This piece originally appeared at The Baltimore Sun.

Leslie Seid Margolis is managing attorney at Disability Rights Maryland. Contributors to this op-ed include: Cheryl Bost, Maryland State Education Association president; Shannen Coleman-Siciliano, Strong Schools Maryland co-executive director; Kimberly Humphrey, ACLU of Maryland legislative counsel; and Jane Sundius, Attendance Works senior policy fellow.

As statewide advocates for education and equity, we were deeply disappointed by the decision to delay consideration to revise Maryland’s school funding formula. This decision has made it all the more important that the General Assembly and the governor make immediate, meaningful progress on committing additional funding to our schools as prescribed by the Kirwan Commission.

Our elected leaders must ensure that urgently needed school funding increases are secured in this 2019 legislative session — even though determination of the formulas has been deferred until the 2020 session.

Maryland should also learn from its previous experience revamping education funding. In 2002, the legislature and governor approved recommendations of the Thornton Commission but left decisions about how much money to allocate or where to find it until the following year. The result was that expectations for programming and outcomes were consistent with the Thornton Commission’s recommendations, but funding was not. Not only was the reform effort underfunded initially, funding in subsequent years failed to cover inflationary increases, which had a compounding effect over time. By 2016, the state’s own analysis estimated the annual funding deficit at $2.9 billion, or an average of $2 million per school.

Class sizes are increasing across the state, sometimes to as many as 40 students. Fewer resources are available for critical supports such as counselors, course offerings are slimmed down, and field trips and other enrichment activities are eliminated. And, at the same time that educators are expected to shoulder the burden of reduced funding, they are also expected to help students to meet increased state and federal education standards — all without the salary increases their profession deserves. A recent survey found that more than four in 10 Maryland educators work a second job to make ends meet.

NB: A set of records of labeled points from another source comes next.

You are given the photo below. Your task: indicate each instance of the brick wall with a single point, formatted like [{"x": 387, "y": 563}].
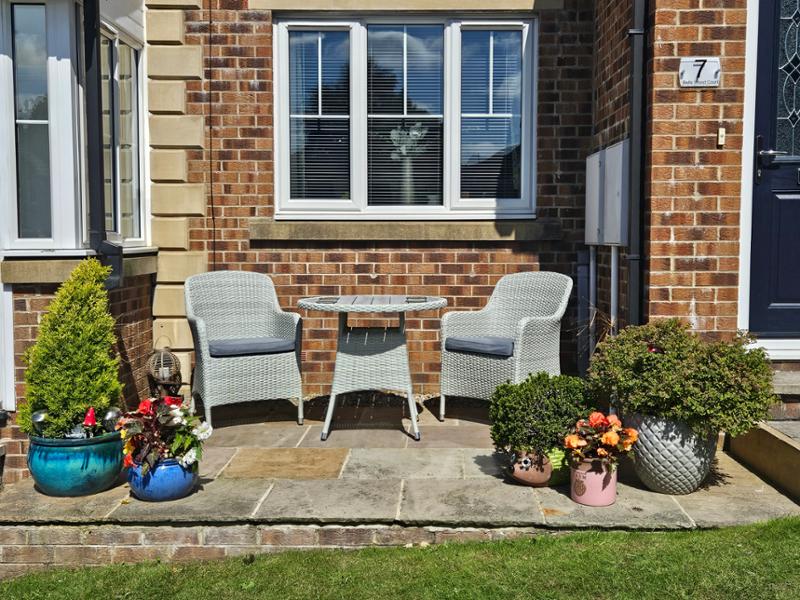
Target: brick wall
[
  {"x": 694, "y": 185},
  {"x": 235, "y": 98}
]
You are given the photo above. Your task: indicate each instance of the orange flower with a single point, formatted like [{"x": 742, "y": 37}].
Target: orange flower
[
  {"x": 610, "y": 438},
  {"x": 597, "y": 419},
  {"x": 574, "y": 442}
]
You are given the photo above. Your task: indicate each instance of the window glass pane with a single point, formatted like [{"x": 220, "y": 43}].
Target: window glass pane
[
  {"x": 507, "y": 72},
  {"x": 29, "y": 55},
  {"x": 491, "y": 124},
  {"x": 335, "y": 72},
  {"x": 424, "y": 64},
  {"x": 405, "y": 161},
  {"x": 128, "y": 143},
  {"x": 109, "y": 110},
  {"x": 320, "y": 158},
  {"x": 475, "y": 71},
  {"x": 304, "y": 72},
  {"x": 33, "y": 181},
  {"x": 319, "y": 162},
  {"x": 30, "y": 61},
  {"x": 385, "y": 69},
  {"x": 490, "y": 157}
]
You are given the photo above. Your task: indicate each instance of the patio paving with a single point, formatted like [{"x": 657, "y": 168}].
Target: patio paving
[{"x": 371, "y": 471}]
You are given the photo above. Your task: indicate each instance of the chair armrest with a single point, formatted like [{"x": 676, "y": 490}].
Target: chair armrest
[{"x": 537, "y": 345}]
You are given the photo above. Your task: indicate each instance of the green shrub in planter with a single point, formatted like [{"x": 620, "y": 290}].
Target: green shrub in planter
[
  {"x": 662, "y": 369},
  {"x": 533, "y": 416},
  {"x": 73, "y": 365},
  {"x": 679, "y": 392}
]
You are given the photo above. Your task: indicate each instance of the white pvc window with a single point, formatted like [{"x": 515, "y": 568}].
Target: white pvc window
[{"x": 405, "y": 117}]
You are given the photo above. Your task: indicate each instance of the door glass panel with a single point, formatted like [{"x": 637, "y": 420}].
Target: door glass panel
[
  {"x": 30, "y": 98},
  {"x": 787, "y": 126}
]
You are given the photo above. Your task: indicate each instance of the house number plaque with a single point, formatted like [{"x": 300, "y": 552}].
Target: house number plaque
[{"x": 700, "y": 71}]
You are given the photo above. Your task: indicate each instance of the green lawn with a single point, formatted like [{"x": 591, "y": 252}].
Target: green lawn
[{"x": 760, "y": 561}]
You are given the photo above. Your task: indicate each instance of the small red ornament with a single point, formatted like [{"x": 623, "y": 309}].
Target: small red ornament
[{"x": 89, "y": 420}]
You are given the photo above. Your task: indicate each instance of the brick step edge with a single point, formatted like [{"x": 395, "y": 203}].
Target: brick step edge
[{"x": 25, "y": 548}]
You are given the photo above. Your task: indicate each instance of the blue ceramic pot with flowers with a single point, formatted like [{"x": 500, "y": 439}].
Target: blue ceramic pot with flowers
[
  {"x": 168, "y": 480},
  {"x": 75, "y": 467}
]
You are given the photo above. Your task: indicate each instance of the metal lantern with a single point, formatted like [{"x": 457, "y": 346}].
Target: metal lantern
[{"x": 164, "y": 369}]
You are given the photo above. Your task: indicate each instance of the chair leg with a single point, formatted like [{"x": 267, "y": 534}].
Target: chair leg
[
  {"x": 412, "y": 410},
  {"x": 328, "y": 418},
  {"x": 300, "y": 410}
]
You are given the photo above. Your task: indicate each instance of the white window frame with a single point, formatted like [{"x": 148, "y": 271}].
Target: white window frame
[
  {"x": 453, "y": 206},
  {"x": 62, "y": 102},
  {"x": 116, "y": 36}
]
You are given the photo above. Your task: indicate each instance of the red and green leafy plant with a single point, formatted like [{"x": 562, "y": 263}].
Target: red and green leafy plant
[{"x": 162, "y": 428}]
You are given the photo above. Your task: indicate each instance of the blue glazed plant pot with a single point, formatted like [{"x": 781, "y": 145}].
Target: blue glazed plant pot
[
  {"x": 62, "y": 467},
  {"x": 167, "y": 481}
]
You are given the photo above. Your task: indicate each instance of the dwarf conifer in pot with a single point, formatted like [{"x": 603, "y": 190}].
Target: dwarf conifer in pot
[
  {"x": 71, "y": 376},
  {"x": 530, "y": 420}
]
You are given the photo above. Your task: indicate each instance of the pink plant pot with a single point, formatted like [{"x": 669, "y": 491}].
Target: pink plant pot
[{"x": 593, "y": 483}]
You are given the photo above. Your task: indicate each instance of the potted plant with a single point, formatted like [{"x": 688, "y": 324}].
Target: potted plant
[
  {"x": 679, "y": 392},
  {"x": 163, "y": 445},
  {"x": 530, "y": 420},
  {"x": 71, "y": 383},
  {"x": 595, "y": 445}
]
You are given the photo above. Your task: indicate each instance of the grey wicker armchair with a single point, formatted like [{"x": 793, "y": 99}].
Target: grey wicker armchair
[
  {"x": 515, "y": 334},
  {"x": 246, "y": 347}
]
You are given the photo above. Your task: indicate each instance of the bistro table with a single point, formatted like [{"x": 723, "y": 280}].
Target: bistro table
[{"x": 371, "y": 357}]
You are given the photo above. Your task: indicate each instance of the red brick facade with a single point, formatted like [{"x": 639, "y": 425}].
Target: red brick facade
[
  {"x": 694, "y": 184},
  {"x": 236, "y": 99}
]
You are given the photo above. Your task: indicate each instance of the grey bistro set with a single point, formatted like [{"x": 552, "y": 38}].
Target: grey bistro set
[{"x": 247, "y": 348}]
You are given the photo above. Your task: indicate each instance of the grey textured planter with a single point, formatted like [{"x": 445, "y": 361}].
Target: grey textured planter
[{"x": 669, "y": 457}]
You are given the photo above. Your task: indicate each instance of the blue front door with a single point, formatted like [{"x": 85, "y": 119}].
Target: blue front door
[{"x": 775, "y": 261}]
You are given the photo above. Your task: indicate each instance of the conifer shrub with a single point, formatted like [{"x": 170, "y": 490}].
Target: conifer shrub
[{"x": 73, "y": 365}]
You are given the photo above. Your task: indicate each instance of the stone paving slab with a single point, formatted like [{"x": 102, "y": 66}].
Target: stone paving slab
[
  {"x": 217, "y": 500},
  {"x": 332, "y": 501},
  {"x": 356, "y": 438},
  {"x": 286, "y": 463},
  {"x": 469, "y": 502},
  {"x": 634, "y": 509},
  {"x": 22, "y": 502},
  {"x": 258, "y": 435},
  {"x": 735, "y": 496},
  {"x": 409, "y": 463},
  {"x": 463, "y": 436}
]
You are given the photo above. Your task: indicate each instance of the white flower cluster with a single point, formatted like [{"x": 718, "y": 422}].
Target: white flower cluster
[
  {"x": 189, "y": 458},
  {"x": 202, "y": 432}
]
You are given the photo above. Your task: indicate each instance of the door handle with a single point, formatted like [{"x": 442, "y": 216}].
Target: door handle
[{"x": 772, "y": 153}]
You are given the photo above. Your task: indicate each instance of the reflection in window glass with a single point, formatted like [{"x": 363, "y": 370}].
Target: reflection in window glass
[
  {"x": 405, "y": 164},
  {"x": 491, "y": 124},
  {"x": 128, "y": 166},
  {"x": 107, "y": 103},
  {"x": 319, "y": 102},
  {"x": 29, "y": 57}
]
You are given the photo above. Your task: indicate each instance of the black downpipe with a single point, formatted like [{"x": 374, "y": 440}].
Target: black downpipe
[
  {"x": 636, "y": 291},
  {"x": 109, "y": 253}
]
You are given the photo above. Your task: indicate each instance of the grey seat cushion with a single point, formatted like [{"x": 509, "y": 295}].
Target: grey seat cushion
[
  {"x": 484, "y": 344},
  {"x": 249, "y": 346}
]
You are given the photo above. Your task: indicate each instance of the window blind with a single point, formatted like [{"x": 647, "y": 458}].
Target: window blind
[
  {"x": 491, "y": 124},
  {"x": 319, "y": 104},
  {"x": 405, "y": 123}
]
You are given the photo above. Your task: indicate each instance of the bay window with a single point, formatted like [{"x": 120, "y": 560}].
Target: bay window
[
  {"x": 409, "y": 117},
  {"x": 41, "y": 129}
]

Even worse, an independent analysis by Education Trust revealed that Maryland is shortchanging schools in poor communities more than those in affluent ones. Increasingly strong research shows that the impact of poorly funded schools is much greater for students who lack the home and community resources to make up for public education cuts, who require special educational supports to be successful, who suffer from institutional and individual biases and racism and who are recent arrivals to our nation. Their lack of experienced teachers, up-to-date materials and computer access reveals Maryland’s inequitable educational opportunities.